Street of Fame, Burghausen (Germania)
Chet Baker aspirava a quella lentezza quando suonava, fino al punto di arrabbiarsi ferocemente con chi nel gruppo osava velocità nell’esecuzione, e viveva con sofferenza facendo uso costante di droghe. Come un folle metteva la sua vita nella musica con risultati memorabili, ma non viceversa. Entrava e usciva dai carceri con la stessa vibrante facilità con la quale suonava la sua tromba. Espulso da alcuni paesi europei, pestato a sangue da alcuni spacciatori di San Francisco, mascella rotta e denti saltati, ogni volta moriva per rinascere in qualche club fumoso e dalle luci basse, mentre Il suo volto da attore era sempre più incrostato di storie dolorose; non sfugge l’immagine che Enrico Rava, uno dei jazzisti italiani più internazionali, ha restituito di Chet Baker durante uno dei loro ultimi incontri, «Il suo volto bellissimo è ancora lì, nascosto da una fitta rete di rughe, come il volto di un vecchio capo indiano, gli occhi sono stanchi, sono occhi che hanno visto troppo orrore. Ho un attimo di smarrimento, mi sforzo per non piangere. Anche perché Chet non è un vecchio capo indiano.

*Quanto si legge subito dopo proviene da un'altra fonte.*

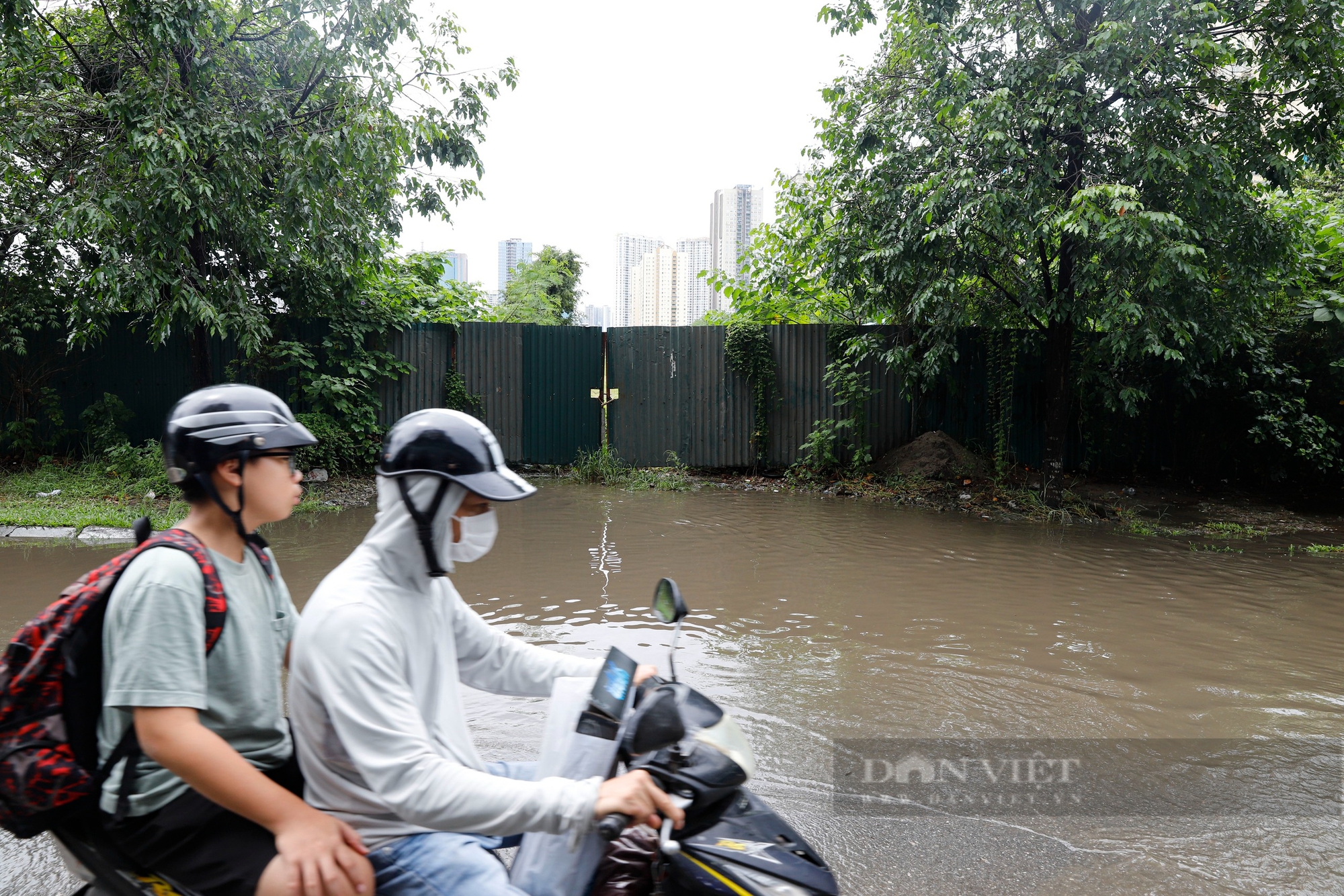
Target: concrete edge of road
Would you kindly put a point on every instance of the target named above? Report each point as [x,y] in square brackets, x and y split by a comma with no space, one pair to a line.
[89,534]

È un giovane uomo di quarantaquattro anni.»

Alla moglie Carol dobbiamo, invece, una delle visioni più affascinanti di Chet riportata nell’introduzione delle memorie perdute scritte di pugno dal musicista, e uscite nel 1997 con il titolo "Come se avessi le ali". Una visione dettata da un ricordo d’amore andato oltre il caos di un’esistenza, «Quanto ai miei ricordi di Chet, mi ci vorrebbe un libro intero per scalfire appena la superficie: come la luce del sole ridisegnava i suoi zigomi pronunciati; la curva ampia e morbida del suo braccio quando reggeva la tromba; come i suoi occhi si facevano intensi e distanti quando suonava. Rapide immagini di lui che tornano su all’improvviso facendomi venire un nodo alla gola.» Immagini che tornano, fermando con un giro di fiato il tempo senza mai risolvere la vita e la musica di Chet, neppure quando in una sera di maggio del 1988 precipita dalla camera di un albergo di Amsterdam, morendo sul colpo. Ciò che non si risolve, però, resta, e può accadere che la sua magia finisca in un libro, in un romanzo semplice, in una Napoli che Chet avrebbe di sicuro amato.
La poesia ha le sue curiose coincidenze. La vita, anche.